L’accord qu’on annonce est encore fragile. Sur les 28 pays de l’Union Européenne, seuls la France l’Allemagne, le Portugal, la Finlande, le Luxembourg, la Croatie et l’Irlande ont annoncé leur accord. 7 autres pays européens se prépareraient à les rejoindre. L’Italie, première concernée, est vent debout contre cet accord, d’autant plus qu’il apparaît comme une initiative franco-allemande, ce qui irrite toujours les Italiens.

Cet accord est pourtant plus que bienvenu ; on ne peut laisser mourir ceux qui tentent, à leurs risques et périls, de fuir un enfer. Et les laisser mourir ne dissuadera aucun de ceux qui sont certains de mourir s’ils ne migrent pas.

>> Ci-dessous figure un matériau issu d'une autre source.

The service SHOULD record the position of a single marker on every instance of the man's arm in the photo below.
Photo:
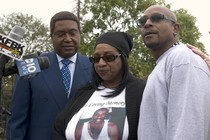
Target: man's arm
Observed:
(200, 53)
(17, 122)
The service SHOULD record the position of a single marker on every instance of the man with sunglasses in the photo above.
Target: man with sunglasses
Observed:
(176, 99)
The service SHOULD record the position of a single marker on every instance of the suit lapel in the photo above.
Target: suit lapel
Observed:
(54, 81)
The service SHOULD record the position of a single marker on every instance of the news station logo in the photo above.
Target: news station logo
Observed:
(11, 47)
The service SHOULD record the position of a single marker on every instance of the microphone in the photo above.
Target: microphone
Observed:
(11, 47)
(29, 67)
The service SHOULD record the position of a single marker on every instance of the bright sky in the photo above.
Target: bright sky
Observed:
(45, 9)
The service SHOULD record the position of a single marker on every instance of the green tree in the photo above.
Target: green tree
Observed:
(100, 16)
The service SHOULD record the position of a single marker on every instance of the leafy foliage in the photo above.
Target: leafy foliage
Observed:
(100, 16)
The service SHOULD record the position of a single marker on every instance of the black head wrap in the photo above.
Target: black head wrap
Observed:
(119, 40)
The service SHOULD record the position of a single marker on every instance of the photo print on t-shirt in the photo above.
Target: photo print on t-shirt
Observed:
(101, 123)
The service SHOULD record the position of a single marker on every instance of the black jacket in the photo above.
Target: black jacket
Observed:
(134, 91)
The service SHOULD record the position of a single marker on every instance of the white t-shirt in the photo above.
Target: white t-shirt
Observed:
(117, 114)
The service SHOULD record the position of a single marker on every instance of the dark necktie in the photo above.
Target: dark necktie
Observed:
(66, 74)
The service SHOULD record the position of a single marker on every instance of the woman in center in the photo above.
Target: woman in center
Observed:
(107, 108)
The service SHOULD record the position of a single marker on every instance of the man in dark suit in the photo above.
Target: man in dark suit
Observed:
(37, 101)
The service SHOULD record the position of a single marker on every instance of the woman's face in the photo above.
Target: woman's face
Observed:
(110, 69)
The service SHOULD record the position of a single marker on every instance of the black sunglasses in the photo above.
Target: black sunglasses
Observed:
(106, 58)
(156, 17)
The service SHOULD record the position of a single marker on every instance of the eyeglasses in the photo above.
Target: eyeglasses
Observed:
(156, 17)
(106, 58)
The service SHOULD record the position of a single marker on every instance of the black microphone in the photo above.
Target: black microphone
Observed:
(29, 67)
(10, 46)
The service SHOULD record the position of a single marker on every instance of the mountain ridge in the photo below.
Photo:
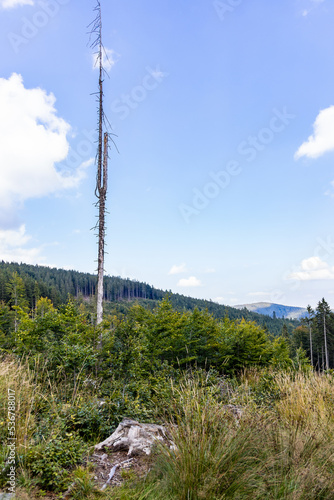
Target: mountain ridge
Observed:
(271, 309)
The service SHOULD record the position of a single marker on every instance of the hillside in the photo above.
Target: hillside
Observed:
(119, 293)
(279, 310)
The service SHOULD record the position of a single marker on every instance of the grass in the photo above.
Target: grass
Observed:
(281, 448)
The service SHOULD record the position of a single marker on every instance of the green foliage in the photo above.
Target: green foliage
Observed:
(119, 294)
(50, 463)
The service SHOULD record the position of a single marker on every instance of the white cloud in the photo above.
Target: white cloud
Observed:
(13, 247)
(33, 141)
(10, 4)
(189, 282)
(109, 59)
(313, 268)
(322, 139)
(178, 269)
(314, 4)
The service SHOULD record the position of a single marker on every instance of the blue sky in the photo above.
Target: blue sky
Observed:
(223, 187)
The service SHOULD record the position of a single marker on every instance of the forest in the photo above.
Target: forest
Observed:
(179, 366)
(59, 284)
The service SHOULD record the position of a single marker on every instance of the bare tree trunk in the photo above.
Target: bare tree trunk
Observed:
(311, 346)
(325, 339)
(102, 194)
(102, 167)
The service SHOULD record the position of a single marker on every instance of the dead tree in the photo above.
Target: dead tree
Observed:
(101, 159)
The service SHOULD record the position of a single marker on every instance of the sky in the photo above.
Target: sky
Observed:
(222, 182)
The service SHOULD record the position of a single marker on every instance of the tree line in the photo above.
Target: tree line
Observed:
(119, 293)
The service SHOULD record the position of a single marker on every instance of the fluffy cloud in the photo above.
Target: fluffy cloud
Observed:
(189, 282)
(10, 4)
(13, 247)
(178, 269)
(109, 59)
(33, 141)
(313, 269)
(322, 139)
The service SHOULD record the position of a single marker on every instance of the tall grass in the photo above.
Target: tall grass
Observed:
(285, 452)
(18, 378)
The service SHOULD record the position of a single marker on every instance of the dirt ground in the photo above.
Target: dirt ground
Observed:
(104, 463)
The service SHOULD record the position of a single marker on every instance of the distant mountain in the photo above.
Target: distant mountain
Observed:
(119, 294)
(280, 311)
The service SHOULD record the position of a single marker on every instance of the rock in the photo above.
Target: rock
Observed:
(135, 438)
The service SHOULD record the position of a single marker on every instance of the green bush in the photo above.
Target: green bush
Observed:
(51, 463)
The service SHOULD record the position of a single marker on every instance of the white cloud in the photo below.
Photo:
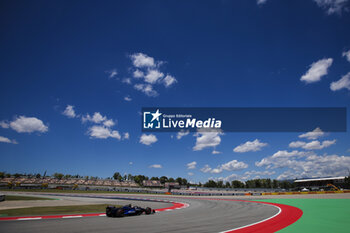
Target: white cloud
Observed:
(169, 80)
(347, 55)
(344, 82)
(332, 6)
(155, 166)
(313, 145)
(298, 164)
(6, 140)
(112, 73)
(4, 124)
(24, 124)
(181, 134)
(146, 88)
(69, 111)
(96, 118)
(148, 139)
(191, 165)
(316, 133)
(138, 74)
(126, 135)
(260, 2)
(206, 139)
(206, 168)
(108, 123)
(233, 165)
(255, 145)
(127, 98)
(142, 60)
(126, 80)
(103, 132)
(153, 76)
(317, 70)
(147, 73)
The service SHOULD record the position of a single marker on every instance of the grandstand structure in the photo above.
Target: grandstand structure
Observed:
(71, 182)
(322, 183)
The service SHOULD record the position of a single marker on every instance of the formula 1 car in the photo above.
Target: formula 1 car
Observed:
(128, 210)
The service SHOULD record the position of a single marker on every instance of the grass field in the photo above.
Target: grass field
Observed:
(52, 210)
(25, 198)
(319, 215)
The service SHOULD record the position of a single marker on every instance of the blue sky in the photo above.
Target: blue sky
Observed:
(243, 53)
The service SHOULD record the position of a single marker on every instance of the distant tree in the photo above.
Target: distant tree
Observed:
(268, 183)
(237, 184)
(275, 184)
(179, 180)
(130, 177)
(117, 176)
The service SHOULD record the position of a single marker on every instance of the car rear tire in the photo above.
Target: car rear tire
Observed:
(119, 213)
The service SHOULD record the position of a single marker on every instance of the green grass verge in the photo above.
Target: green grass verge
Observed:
(25, 198)
(52, 210)
(319, 215)
(75, 191)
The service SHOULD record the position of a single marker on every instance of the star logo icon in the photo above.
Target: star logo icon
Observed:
(156, 115)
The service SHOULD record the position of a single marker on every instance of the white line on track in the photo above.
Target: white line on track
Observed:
(234, 229)
(73, 216)
(29, 218)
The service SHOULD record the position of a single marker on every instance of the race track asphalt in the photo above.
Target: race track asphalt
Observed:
(200, 216)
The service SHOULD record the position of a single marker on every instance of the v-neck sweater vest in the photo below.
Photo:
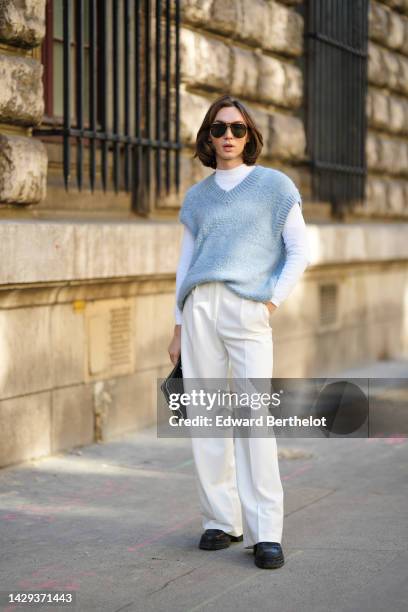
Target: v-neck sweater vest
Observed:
(238, 233)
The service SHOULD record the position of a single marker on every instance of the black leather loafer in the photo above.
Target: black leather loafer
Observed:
(215, 539)
(268, 555)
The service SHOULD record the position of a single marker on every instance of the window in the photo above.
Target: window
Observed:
(337, 34)
(111, 87)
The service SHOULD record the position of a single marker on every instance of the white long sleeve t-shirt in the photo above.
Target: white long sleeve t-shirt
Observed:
(294, 235)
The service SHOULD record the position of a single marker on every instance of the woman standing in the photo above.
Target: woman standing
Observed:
(244, 248)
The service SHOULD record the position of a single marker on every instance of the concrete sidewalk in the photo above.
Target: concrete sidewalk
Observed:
(119, 523)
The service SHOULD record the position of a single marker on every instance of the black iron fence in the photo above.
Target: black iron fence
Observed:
(337, 35)
(120, 64)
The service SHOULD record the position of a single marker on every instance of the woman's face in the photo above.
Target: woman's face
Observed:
(231, 156)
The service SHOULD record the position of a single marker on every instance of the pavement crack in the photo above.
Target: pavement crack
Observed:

D’abord parce que cette obligation de les accueillir, quand ils viennent de territoires en guerre, est inscrite dans tous les textes internationaux qui nous lient. Ensuite parce que l’expérience démontre, tragiquement, que bien les accueillir n’augmente pas le nombre de ceux qui prennent ces terribles risques. Enfin parce que l’Europe aurait tout à gagner à ne pas se voiler la face devant l’ampleur du problème qui vient.

Comme pour la question du climat, et en liaison avec elle, on sait qu’en 2050 la situation peut être terrifiante en Afrique, pour au moins le tiers de la population de ce continent, qui sera alors supérieure à 2,2 milliards. Ces 700 millions de personnes n’auront que le choix, si on ne fait rien, de monter vers le Nord, ou de descendre vers le Sud. Il est clair que la Libye, la Tunisie, le Maroc, la Mauritanie, le Sénégal, la Guinée, la Cote d’ivoire, le Kenya, auront à supporter de telles migrations.

Ces gens ne quitteront pas leurs pays par plaisir. Mais parce qu’eux, leurs dirigeants, et nous, n’auront rien fait d’ici là pour empêcher que leurs pays soient invivables. Personne, ou presque, ne quitte sa terre natale de gaité de cœur. On ne le fait que parce qu’on ne peut faire autrement, pour survivre, ou pour assurer un avenir à ses enfants.

Et ce n’est pas en rendant leur voyage infernal, ou en refusant de les accueillir, qu’on ralentira ce mouvement. Quand on est prêt à mourir pour avoir une chance de survivre, ce n’est pas la qualité de l’accueil qui peut vous attirer ou vous dissuader.

Si nous ne voulons pas avoir, dans trente ans, à affronter l’arrivée au bord de la Méditerranée de plusieurs dizaines de millions, au moins, de gens venus de l’Afrique sub-saharienne, on sait très bien, depuis longtemps, ce qu’il y a à faire : lutter contre le réchauffement climatique, à l’échelle mondiale et dans ces pays. Y développer une agriculture vivrière saine et rentable, en cessant de leur envoyer les sous-produits de notre propre alimentation. Y former les jeunes, et en particulier les filles, à des métiers utiles. Encourager la formation d’une classe entrepreneuriale, qui créera des emplois pour les centaines de millions de jeunes qui vont arriver sur le marché du travail. Aider ces pays à mettre en place des systèmes de santé, de retraite, et de protection sociale, qui les inciteront à réduire massivement leur natalité. On sait aussi que, faire cela, pour l’Europe est non seulement une façon de se protéger contre de grands désordres, mais aussi de créer des partenaires économiques et politiques stables et utiles à notre propre développement.

Tout cela, on le sait, depuis longtemps. On le répète à l’infini. Certains s’en occupent, d’une façon encore trop marginale.

C’est peut-être une occasion de le crier à ceux qui, bronzant sur les plages méditerranéennes, refusent de regarder plus loin que l’horizon.